Scaffolding covers the Library Plaza face of the Dunedin Civic Centre. PHOTO: GERARD O’BRIEN
Scaffolding covers the Library Plaza face of the Dunedin Civic Centre. PHOTO: GERARD O’BRIEN
The cost of upgrading the Dunedin Civic Centre has increased from $3 million to $4.4 million.

The roofing membranes on several levels of the 40-year-old Dunedin City Council building were due for replacing due to asbestos and age, and now scaffolding covers the Library Plaza face of the council headquarters.

Council property services group manager David Bainbridge-Zafar said the Civic Centre work would be similar in nature to that done on the City Library in 2019.

Naylor Love crews began work on the Civic Centre in January, Mr Bainbridge-Zafar said.

To lessen disturbance, noisier work would be done before 9am and after 4pm on weekdays, he said.

The repairs were due to be finished by June next year.

The roof replacement work had originally been budgeted for between $2 million and $3 million.

The council was asked to explain the difference between the budgeted costs and the $4.4 million revealed yesterday afternoon, but was not able to reply immediately.

The council’s repair programme also includes the historic buildings next door.

Repairing the exterior of Dunedin’s Municipal Chambers and town hall complex is expected to take several years and work will begin in the middle of this year.
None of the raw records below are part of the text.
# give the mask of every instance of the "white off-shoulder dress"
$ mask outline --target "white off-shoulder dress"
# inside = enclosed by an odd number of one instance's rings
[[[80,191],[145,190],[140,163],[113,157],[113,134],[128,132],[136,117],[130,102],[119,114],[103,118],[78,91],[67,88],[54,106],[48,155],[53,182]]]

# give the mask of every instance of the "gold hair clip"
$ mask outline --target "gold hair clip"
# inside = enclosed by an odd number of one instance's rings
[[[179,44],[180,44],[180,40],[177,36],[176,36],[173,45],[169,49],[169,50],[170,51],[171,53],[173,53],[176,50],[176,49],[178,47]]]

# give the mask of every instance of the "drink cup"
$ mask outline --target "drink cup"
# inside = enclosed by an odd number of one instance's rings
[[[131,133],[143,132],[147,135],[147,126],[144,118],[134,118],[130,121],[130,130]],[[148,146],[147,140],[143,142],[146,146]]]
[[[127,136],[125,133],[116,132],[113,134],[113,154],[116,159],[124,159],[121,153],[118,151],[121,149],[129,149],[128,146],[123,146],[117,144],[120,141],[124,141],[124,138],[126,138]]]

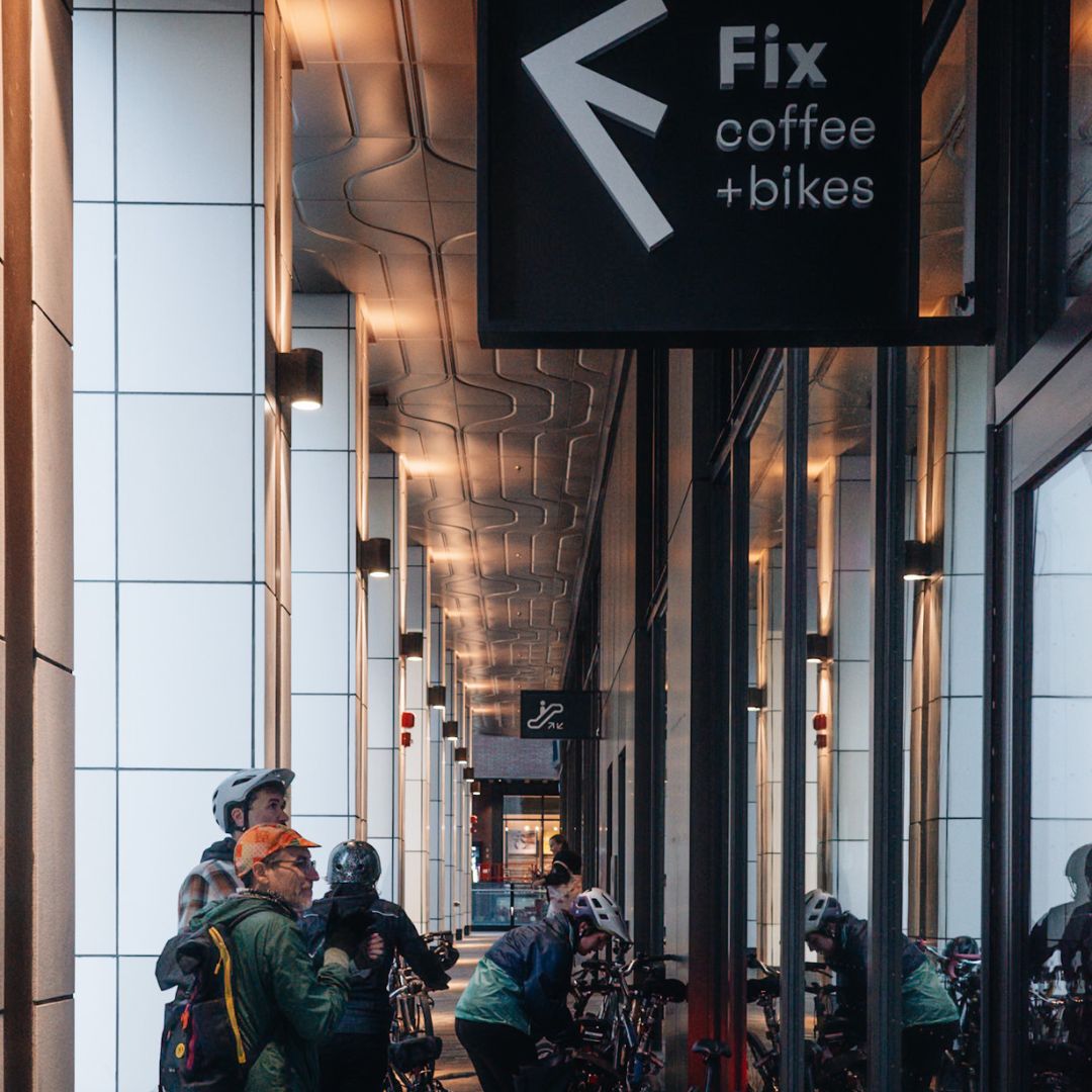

In November, last year, a piece of ornamental Oamaru stone fell from the Municipal Chambers.

The public building complex is one of Dunedin’s most prominent and the city council has noted repairing and preserving its integrity, weathertightness and character as a priority.

Last month, Mr Bainbridge-Zafar said the council was assessing the level and scope of work needed.

hamish.maclean@odt.co.nz

 

Comments

It is said that Dunedin is the 5th largest city in the world by geographical area. I truly believe residents and ratepayers would be better served with the DCC at the centre, rather than the civic centre. That would be some 40km or so directly west of the city, in a paddock, within 5km of a rail line, offices housed in repurposed shipping containers stacked 5 high. Using the cycleway for their electric bikes, that way even Aaron wouldn't need to bludge rides, and they can all pay for train tickets instead of driving cars, keeping the Taieri Train running for tourists.
Sell the civic to a developer to create apartment living, that way the housing issue is better addressed using the so-called 'infill' proposition and ratepayers save millions.